SCEP (Simple Certificate Enrollment Protocol) allows devices to self enroll for a certificate that can be used to connect to a secured network. The headset must be able to reach the SCEP server in order to exchange signatures and information to generate a certificate.

SCEP Configuration:

  • SCEP URL: URL to the SCEP server that will be used for the certificate enrollment.

  • SCEP Challenge Password: A password that was pre-shared between the SCEP server and the client. This password will be used during the enrollment to authenticate the client device. Currently, only static passwords are supported.

  • CA Certificate Type: This is an optional field for added security. CA Certificate is mainly used for the client to ensure that it is communicating and exchanging information with the intended SCEP server.

    • Select CUSTOM to upload the CA certificate of the SCEP server, if it is available.

    • Select SYSTEM if the the CA certificate of the SCEP server is already available at the system level on the headset.

    • Select DO NOT VALIDATE to skip CA certificate validation.

SCEP Limitations:

  • Only static challenge passwords are supported for enrollment.

  • The SCEP enrollment process should be automatic. Manual approval per enrollment is not supported.

SCEP Server Mandatory Functionality:

  • GetCaCaps

  • GetCaCert

  • PKCSReq

  • Communication of binary data via HTTP Post

  • AES 128-CBC

  • SHA-256

Certificate Import

Imported PKCS

Some enterprise WPA3 (i.e. EAP) methods require the use of (CA or user) certificates.

  • Certificates must meet the standard of X.509 certificates.

  • CA certificates (trusted root CA certificates) are mainly used for server certificate validation on the device. It is generally optional and it is an extra layer of security to ensure that the device did not connect to an impersonated network with an identical SSID.

    • CA certificates should be in a .cer, .crt or .pem format.

    • Instead of specifying a CA certificate, the device's system certificates can be used.

  • User certificates are used by the server to identify and to authenticate the device. The user certificate should meet the standard of PKCS 12 in the format of .p12 or .pfx.
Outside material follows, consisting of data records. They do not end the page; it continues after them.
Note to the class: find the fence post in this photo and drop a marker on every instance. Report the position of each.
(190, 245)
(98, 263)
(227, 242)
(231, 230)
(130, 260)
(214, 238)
The certificate should contain both a certificate and a private key.
    To convert a private key and a certificate together to create a PKCS 12:
    openssl x509 pkcs12 -export -in Cert.PEM -inkey PrivateKey.key -out UserCert.p12
    For the above conversion, we recommend the use of 3.x OpenSSL.

  • OCSP (Online Certificate Status Protocol) Stapling

    • Only supported by devices that run Android 11 (or later). This setting is ignored on devices running earlier version of Android.

    • Formally known as the "TLS Certificate Status Request" extension.

    • Enum, one of:

      • None (Don't staple)

      • Request Status (Try to staple, but don't require a response)

      • Require Status (Require a valid response)

      • Require All non-trusted status (Require a valid response for all non-trusted certificates in the server certificate chain)

  • Domain or Domain Suffix Match is used to validate server certificates. If set, the fully qualified domain name will be used as a suffix check and requirement for the server certificate in SubjectAltName DNS Name elements.

  • Identity is used to validate the user’s identity along with the user certificate. Usually this field is required to go along with a user certificate.

Certificate Storage

Imported PKCS

The uploaded client certificate is converted into an encrypted string. When a device requests the certificate, the certificate is unencrypted and the device bundles it into a pkcs12 file that is saved in the android keystore system.


The configured SCEP server will provide the certificate which is bundled into a pkcs12 file that is saved to the android keystore.

Renewal Cycles

Imported PKCS

The new client certificate needs to be uploaded via the ArborXR web portal before/when the previous one expires.


If renewals are available from the SCEP server, the device will attempt to re-enroll before the certificate expires.